A recently captured image of a densely populated star cluster confirmed that stars are born in groups of three, four, and five, which aligns with the widely accepted belief in the scientific community. Using the Atacama Large Millimeter/submillimeter Array (ALMA) in Chile, astronomers observed 30 large star-forming regions between 2016 and 2019, revealing that a protocluster named G333.23-0.06 is giving birth to multiple star systems including four binaries, a triplet, a quadruple, and a quintuple system. These findings were published in the journal Nature Astronomy on Jan. 15 and support long-held star formation models.

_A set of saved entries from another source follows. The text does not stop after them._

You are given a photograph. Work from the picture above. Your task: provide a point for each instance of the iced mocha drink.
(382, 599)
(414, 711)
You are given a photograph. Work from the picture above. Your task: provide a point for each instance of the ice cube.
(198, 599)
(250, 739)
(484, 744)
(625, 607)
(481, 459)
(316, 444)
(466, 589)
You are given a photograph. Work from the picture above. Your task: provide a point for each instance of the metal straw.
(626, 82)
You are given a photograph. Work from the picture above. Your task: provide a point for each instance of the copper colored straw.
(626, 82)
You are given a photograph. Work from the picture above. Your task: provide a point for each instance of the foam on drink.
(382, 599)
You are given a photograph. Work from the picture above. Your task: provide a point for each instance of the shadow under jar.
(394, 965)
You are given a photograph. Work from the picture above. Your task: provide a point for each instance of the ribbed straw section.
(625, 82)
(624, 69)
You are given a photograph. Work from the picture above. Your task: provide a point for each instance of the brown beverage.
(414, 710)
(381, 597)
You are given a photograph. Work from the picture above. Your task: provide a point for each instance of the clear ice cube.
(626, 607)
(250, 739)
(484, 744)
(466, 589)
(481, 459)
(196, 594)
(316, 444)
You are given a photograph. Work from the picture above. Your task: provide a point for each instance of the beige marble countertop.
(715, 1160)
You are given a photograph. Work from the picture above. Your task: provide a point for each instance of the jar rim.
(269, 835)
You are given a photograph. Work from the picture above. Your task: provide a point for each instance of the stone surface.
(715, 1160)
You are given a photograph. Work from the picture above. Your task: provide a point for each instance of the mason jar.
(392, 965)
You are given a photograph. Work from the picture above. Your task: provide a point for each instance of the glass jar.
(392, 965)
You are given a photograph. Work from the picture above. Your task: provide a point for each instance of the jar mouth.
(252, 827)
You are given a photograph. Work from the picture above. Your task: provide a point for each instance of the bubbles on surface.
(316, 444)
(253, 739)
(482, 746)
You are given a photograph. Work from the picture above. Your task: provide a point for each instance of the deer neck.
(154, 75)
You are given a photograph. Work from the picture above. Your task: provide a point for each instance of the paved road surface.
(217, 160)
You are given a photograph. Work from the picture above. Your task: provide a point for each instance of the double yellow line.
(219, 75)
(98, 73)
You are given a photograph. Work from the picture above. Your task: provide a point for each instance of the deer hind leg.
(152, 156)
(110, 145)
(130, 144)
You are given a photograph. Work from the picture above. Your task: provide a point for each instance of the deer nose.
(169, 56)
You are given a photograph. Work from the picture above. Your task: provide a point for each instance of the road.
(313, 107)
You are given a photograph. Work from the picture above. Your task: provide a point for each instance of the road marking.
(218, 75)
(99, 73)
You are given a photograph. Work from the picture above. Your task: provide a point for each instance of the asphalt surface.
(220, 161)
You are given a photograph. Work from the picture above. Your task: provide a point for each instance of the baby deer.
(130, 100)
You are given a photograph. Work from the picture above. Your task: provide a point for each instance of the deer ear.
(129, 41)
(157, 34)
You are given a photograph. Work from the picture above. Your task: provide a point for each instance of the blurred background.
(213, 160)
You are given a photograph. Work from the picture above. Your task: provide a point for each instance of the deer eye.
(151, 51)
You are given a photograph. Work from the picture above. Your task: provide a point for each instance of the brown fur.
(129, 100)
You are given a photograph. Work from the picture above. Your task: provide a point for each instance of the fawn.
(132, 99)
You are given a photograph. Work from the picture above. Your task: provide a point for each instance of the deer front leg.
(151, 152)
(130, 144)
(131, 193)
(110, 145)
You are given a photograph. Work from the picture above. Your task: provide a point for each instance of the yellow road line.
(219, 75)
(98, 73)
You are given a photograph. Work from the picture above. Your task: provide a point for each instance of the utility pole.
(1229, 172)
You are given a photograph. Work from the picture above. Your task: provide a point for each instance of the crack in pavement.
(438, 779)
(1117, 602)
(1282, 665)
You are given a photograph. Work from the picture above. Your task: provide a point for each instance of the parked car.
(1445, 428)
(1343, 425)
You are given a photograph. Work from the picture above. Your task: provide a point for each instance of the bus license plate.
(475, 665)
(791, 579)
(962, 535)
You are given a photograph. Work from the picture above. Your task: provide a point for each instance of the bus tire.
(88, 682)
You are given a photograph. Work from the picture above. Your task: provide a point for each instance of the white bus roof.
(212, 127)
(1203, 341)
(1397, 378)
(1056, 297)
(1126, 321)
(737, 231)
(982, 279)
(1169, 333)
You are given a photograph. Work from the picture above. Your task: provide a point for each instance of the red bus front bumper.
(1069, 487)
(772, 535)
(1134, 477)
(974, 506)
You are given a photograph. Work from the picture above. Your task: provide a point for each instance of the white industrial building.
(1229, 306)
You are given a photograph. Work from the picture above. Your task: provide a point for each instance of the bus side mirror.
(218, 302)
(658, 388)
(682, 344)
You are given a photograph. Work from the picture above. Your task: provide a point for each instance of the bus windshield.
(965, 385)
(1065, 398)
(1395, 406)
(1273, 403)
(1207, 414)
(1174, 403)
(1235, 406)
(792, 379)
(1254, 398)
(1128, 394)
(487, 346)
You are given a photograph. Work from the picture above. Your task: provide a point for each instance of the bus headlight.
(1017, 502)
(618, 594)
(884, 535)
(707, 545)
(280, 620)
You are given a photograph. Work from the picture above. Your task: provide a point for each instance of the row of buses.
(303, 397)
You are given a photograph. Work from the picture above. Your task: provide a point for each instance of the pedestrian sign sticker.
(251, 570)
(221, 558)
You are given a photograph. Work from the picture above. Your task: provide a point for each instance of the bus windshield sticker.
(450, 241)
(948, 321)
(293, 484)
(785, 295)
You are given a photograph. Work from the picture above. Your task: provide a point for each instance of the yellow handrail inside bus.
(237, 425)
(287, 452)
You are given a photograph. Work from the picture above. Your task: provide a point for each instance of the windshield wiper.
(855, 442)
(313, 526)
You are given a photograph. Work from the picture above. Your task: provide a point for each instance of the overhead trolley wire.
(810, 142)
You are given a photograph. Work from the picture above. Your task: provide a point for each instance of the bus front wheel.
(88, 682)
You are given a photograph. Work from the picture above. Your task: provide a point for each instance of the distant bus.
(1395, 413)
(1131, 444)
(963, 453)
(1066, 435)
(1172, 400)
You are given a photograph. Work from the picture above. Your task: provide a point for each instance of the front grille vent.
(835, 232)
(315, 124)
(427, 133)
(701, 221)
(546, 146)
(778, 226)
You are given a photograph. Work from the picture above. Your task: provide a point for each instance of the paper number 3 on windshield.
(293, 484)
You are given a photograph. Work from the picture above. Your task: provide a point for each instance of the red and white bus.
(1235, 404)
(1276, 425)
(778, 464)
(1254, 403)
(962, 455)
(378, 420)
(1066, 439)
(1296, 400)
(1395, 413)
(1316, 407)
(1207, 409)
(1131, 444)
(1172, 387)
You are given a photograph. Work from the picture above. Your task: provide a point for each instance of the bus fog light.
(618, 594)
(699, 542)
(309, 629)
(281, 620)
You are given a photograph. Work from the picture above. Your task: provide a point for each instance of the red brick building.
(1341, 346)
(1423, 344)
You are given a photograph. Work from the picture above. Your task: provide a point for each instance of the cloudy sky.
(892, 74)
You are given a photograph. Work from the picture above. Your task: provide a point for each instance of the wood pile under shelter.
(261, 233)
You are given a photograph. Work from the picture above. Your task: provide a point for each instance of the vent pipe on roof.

The study’s co-author Henrik Beuther of the Max Planck Institute for Astronomy (MPIA) in Germany expressed excitement over the detailed examination of the diverse array of multiple star systems in a massive star formation region. Observational evidence for such multiple star births has been challenging to obtain due to the dust-rich nature of stellar nurseries, making imaging difficult. However, the ALMA observations provided evidence for a specific scenario for high-mass star formation. Prior to these results, isolated multiple star systems had been observed within clusters but not to the extent predicted by simulations.
The ALMA effectively used 66 radio antennas as one large radio telescope to capture images of the newly discovered stellar cluster, which spans a size of 0.62 by 0.78 light-years. The visibility through the dusty clouds allowed astronomers to examine the cluster in detail. While the early results on G333.23-0.06 do not provide much insight into the behavior of its stellar residents, it is known that the orbits and evolution of stars in densely packed environments are influenced by gravitational interactions with their celestial neighbors. Furthermore, multiple-star systems are known to support planets, including those in potentially habitable zones.
The ALMA images also indicated that the young stars in G333.23-0.06 lack disks of dust and gas around them, suggesting that they are forming through a hierarchical process known as “core fragmentation.” This process involves large gas clouds contracting into dense cores, within which smaller regions collapse into groups of stars. Some stars formed in this way may become significantly more massive than the sun.
Lead author Shanghuo Li from MPIA stated that their observations indicate that the formation of multiple stars occurs early in the collapsing cloud, but further analyses of approximately 50 other star clusters are needed to confirm this. These analyses will provide answers regarding the early stages of multiple star formation.